I have some pretty conservative views, mainly that I am in favor of small government. This makes me question the self-proclaimed "good guys" who think that our fearless (draft-dodging, deserter in a time of war) leader can do no wrong, and that he represents their so-called conservative perspectives. I hate to break it to you, but Bush is NOT a conservative! All he is is a fundamentalist, which is probably enough for most of you (who are inclined to believe the propaganda machine like good, obedient little sheep), but BIG government is NOT a conservative value. I guess I am the only TRUE conservative in here! Here is an article from ABC news:
The Era of Big Government...Is Back?
By Jake Tapper
W A S H I N G T O N, Sept. 22? In the midst of debate about the additional $87 billion President Bush has requested for operations in Iraq, last week his administration announced the creation of more government jobs at the Commerce Department.
As promised, on a Labor Day swing through bellwether state Ohio, Bush announced the creation of a commerce assistant secretary for manufacturing. Secretary of Commerce Don Evans also said that his department would also create an office of industry analysis as well as an unfair trade practices team.

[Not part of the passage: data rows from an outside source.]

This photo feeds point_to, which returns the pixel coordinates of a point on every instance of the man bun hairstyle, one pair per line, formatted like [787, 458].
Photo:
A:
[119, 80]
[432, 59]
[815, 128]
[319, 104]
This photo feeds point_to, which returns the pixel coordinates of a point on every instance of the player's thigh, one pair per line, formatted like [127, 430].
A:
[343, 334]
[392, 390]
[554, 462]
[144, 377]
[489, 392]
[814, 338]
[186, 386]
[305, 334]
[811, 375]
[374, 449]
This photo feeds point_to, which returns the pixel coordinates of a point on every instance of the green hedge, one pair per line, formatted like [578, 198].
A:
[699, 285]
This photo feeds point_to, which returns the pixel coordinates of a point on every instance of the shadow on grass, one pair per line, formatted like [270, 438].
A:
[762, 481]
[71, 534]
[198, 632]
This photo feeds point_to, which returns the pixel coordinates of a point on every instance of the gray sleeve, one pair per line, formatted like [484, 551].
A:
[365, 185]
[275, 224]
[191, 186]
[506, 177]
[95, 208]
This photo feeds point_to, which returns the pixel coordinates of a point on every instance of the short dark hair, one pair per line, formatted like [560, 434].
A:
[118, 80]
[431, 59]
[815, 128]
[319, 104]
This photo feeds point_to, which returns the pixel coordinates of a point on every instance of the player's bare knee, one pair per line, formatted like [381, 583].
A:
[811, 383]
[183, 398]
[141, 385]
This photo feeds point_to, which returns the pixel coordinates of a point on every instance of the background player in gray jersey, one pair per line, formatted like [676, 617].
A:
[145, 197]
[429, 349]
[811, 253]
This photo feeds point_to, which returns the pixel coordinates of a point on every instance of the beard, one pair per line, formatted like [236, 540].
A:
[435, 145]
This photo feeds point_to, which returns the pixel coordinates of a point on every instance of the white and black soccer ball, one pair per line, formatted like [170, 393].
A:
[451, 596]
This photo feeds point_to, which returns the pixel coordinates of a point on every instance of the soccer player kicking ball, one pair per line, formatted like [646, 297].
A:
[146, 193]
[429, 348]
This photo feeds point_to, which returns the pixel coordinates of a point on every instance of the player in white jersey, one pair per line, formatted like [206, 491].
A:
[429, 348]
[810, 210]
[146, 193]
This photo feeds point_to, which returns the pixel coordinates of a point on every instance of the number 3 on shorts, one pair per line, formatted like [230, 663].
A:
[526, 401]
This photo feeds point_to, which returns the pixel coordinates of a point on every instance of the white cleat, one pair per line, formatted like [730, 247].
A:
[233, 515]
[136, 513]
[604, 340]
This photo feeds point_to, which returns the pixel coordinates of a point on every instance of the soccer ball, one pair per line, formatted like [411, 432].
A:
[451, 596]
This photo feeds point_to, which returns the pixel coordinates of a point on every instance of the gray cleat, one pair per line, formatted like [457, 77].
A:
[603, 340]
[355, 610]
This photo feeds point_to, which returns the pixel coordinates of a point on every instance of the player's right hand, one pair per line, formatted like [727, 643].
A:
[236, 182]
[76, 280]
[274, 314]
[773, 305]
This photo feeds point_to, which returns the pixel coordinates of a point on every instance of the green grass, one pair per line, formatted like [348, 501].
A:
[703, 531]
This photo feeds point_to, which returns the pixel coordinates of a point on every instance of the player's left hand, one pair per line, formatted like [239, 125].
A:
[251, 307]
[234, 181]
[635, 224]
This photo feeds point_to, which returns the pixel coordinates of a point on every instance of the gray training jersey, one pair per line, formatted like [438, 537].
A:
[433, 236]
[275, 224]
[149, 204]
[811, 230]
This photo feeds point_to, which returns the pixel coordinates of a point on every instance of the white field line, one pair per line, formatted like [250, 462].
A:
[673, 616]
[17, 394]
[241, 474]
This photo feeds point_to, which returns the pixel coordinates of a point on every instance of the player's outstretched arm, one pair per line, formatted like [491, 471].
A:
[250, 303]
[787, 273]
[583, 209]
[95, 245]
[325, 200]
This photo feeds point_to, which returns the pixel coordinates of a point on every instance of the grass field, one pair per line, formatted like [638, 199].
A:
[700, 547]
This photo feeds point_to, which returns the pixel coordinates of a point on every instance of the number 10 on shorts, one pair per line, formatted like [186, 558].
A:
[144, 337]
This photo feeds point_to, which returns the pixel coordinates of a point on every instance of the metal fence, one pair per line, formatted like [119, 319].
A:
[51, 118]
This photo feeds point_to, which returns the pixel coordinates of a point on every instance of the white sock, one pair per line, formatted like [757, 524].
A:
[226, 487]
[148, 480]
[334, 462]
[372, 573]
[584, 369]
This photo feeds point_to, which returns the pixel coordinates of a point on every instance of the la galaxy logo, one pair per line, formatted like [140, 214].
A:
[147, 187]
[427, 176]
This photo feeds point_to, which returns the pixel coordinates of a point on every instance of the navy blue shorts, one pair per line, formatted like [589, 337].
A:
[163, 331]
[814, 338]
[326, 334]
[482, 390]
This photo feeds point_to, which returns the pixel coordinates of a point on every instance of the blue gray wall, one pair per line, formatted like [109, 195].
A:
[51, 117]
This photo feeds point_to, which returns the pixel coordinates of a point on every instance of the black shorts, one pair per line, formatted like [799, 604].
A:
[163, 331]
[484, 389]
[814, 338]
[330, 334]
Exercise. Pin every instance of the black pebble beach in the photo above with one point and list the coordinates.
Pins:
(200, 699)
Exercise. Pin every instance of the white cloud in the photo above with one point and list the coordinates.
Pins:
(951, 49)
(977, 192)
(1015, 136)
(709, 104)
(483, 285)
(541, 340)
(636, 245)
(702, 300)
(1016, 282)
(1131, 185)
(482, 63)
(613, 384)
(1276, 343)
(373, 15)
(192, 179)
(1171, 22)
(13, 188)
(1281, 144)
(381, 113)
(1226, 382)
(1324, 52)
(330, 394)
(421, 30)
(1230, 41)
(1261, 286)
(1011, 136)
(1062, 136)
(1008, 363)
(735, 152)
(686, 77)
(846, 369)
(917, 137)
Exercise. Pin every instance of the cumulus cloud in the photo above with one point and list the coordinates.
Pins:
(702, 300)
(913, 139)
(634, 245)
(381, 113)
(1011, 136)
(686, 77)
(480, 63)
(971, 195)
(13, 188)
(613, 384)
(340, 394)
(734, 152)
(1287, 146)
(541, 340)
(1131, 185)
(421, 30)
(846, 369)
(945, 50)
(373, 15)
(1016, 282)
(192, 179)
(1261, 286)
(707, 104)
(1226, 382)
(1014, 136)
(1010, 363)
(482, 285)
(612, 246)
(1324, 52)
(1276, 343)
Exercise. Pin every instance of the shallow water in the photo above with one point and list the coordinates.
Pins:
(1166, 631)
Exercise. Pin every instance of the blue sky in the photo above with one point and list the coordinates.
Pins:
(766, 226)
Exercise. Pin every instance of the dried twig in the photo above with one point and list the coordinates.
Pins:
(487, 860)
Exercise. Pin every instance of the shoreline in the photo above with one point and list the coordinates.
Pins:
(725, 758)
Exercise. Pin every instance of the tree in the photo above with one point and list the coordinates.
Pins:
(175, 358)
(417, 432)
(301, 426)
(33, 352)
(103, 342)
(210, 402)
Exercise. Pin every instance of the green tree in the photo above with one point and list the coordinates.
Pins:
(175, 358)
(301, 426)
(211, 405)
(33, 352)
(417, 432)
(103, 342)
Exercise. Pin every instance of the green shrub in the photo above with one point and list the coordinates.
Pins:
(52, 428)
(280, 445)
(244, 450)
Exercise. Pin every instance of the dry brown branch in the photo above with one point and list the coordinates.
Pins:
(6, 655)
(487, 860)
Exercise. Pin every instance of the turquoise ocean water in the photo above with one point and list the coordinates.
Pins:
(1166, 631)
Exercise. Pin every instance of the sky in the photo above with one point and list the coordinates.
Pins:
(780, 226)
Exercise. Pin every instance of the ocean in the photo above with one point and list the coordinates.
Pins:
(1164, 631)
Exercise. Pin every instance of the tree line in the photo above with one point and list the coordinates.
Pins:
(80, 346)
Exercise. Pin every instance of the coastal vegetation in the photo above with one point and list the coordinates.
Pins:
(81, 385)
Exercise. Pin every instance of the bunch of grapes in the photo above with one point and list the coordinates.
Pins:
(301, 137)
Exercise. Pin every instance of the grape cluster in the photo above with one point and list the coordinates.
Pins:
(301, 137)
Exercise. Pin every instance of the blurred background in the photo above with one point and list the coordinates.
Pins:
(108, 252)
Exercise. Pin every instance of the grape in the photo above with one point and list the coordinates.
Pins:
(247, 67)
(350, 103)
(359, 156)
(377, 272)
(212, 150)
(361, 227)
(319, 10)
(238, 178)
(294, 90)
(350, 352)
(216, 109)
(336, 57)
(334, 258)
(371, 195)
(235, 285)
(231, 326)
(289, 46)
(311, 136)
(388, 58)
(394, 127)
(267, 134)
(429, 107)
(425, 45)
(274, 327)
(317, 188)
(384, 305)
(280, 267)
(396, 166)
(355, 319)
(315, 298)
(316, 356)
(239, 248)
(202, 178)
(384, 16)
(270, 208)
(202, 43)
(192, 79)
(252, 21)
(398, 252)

For many fiscal conservatives, the moves were disappointing, but not surprising. Under Bush, they say, the era of big government is back.
As a presidential candidate, then-Gov. Bush had strong words on the subject of big government. "Big government is not the answer," he said in his nomination acceptance speech at the Republican convention on August 13, 2000. "I trust people; I don't trust the federal government," he said in an October 17, 2000, debate with then-Vice President Al Gore.
But President Bush's record indicates quite a different view. On the size of government, a recent study by New York University and the Brookings Institution shows there are 1 million more actual government workers today than in 1999. That brings the total to more than 12 million ? the most since the Cold War ended.
"If Bush managed the Texas Rangers like he's managing government, you'd just see this whole group of people on the field including lots and lots of coaches and deputy coaches and under-deputy coaches and assistant deputy coaches ? but you wouldn't be winning very many baseball games," said Paul C. Light, who authored the NYU/Brookings report.
Cost of Government Also Up
President Clinton declared the "era of big government is over," but the report notes that "some of the post-1999 growth occurred in the final year of the Clinton administration."
However, the report states, "most of the 1.1 million new on- and off-budget jobs appear to reflect increased spending since the Bush administration entered office. Many of these jobs have been added at agencies involved in the war on terrorism, but many have also been added at domestic agencies such as Health and Human Services."
And it's not just the size ? the cost of government is also up. Discretionary spending on transportation and other non-military items increased by 21 percent under Bush. The taxpayer watchdog group Citizens Against Government Waste also says pork barrel spending is up 48 percent since 2001.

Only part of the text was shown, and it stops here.